In their opening statements, defense lawyers argued that what one called ''police ineptitude" and pressure to get an arrest almost a month after the bodies were found explained why their clients are on trial.
Baldwin's lawyer, Paul N. Ford, said the police started from scratch, with few clues. They looked for transients, talking to people in Memphis homeless shelters; they obtained fuel records for truckers; they looked for someone with military experience and they looked for known sex offenders, said Ford.
"They weren't looking for a 16-year-old boy," he said.
West Memphis Police Insp. Gary Gitchell was giving daily press briefings and after almost a month, "pressure began to build. The public wanted someone. The press wanted someone (and) suddenly an arrest is made," Ford said.
Ford said the evidence presented by the state has been "disguised, manipulated and distorted" to fit a police theory involving his client. He said police disregarded other evidence and suspects in their zeal to convict his client.
Echols's lawyer, Scott Davidson, was more blunt, calling the investigation inept.
"What you'll see is sloppy police work, things the police decided not to do, evidence they decided not to send to the Crime Lab, leads they decided not to follow," Davidson said.
Davidson said that when the police couldn't find the likely suspect - a trucker, a transient, a veteran - they decided to look for a suspect in the community. It was at that point, early in the investigation, that police got ''what I call 'Damien Echols tunnel vision,' " he said.
"Our client, Damien Echols - I'll be honest with you - he's not the All- American boy," Davidson told jurors. "He's kinda weird.
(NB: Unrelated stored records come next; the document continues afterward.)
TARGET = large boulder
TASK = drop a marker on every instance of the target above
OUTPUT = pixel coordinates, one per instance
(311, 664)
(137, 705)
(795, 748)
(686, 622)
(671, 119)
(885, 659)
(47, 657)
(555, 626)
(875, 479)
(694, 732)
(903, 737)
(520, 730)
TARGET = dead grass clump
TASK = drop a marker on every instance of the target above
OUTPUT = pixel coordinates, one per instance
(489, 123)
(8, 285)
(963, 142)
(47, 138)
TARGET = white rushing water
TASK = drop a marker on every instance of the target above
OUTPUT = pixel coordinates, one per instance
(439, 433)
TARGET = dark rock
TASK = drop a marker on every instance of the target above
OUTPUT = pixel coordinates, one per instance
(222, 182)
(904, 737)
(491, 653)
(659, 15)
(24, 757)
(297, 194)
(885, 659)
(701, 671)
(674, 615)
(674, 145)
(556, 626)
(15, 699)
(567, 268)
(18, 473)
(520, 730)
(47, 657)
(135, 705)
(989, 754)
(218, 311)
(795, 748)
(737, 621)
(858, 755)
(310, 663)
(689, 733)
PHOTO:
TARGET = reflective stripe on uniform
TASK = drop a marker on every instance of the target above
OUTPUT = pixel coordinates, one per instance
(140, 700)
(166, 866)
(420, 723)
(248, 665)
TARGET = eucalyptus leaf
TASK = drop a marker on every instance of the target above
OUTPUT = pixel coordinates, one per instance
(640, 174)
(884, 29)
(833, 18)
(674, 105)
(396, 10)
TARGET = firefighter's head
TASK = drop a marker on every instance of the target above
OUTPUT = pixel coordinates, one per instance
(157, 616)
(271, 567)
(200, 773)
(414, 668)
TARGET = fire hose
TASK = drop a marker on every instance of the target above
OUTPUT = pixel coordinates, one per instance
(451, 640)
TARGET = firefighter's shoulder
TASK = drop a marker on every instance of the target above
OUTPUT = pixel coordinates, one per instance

He's not the same as you and I might be."
But look at the evidence, he said, and consider its source: "There will be evidence, but I think you'll also see there's simply no evidence that he murdered these boys."
The state's sixth witness, West Memphis Police Patrolman Regina Meek, took the stand to describe taking the statements of parents whose children were missing but was quickly defending herself against veiled suggestions she should have done more the night the boys disappeared.
Under cross-examinations first by Davidson, for Echols, then George Robin Wadley Jr., for Baldwin, Meek said she took the parents' missing juvenile report at 8:10 p.m., then went searching for the children.
But Davidson wanted to know about an incident Meek was called away to at 8:42 p.m., at the Bojangles restaurant on Missouri Street about a mile from the place the boys had last been seen alive. A black man was reported bleeding and sitting in the women's restroom of the restaurant. Meek responded by driving to the drive-up window and, when she was told the man had gone, she looked around the area, then went on a 9 p.m. call about an egged house.
Meek told Wadley she never made a connection between the missing boys and the black man at Bojangles.
Detective Allen gave much the same version of his discovery of the Moore boy's body when he fell into water slightly more than knee deep at about 1:30 on the afternoon of May 6. He said he was reaching for a tennis shoe floating in the water when his foot hit an object under the water. "I raised it up and there was a body," he said.
The other boys were found downstream.
Ridge's testimony was used to introduce graphic crime scene photos of all three bodies, found nude and hog-tied hand to foot with shoe strings. Ridge's testimony will continue this morning.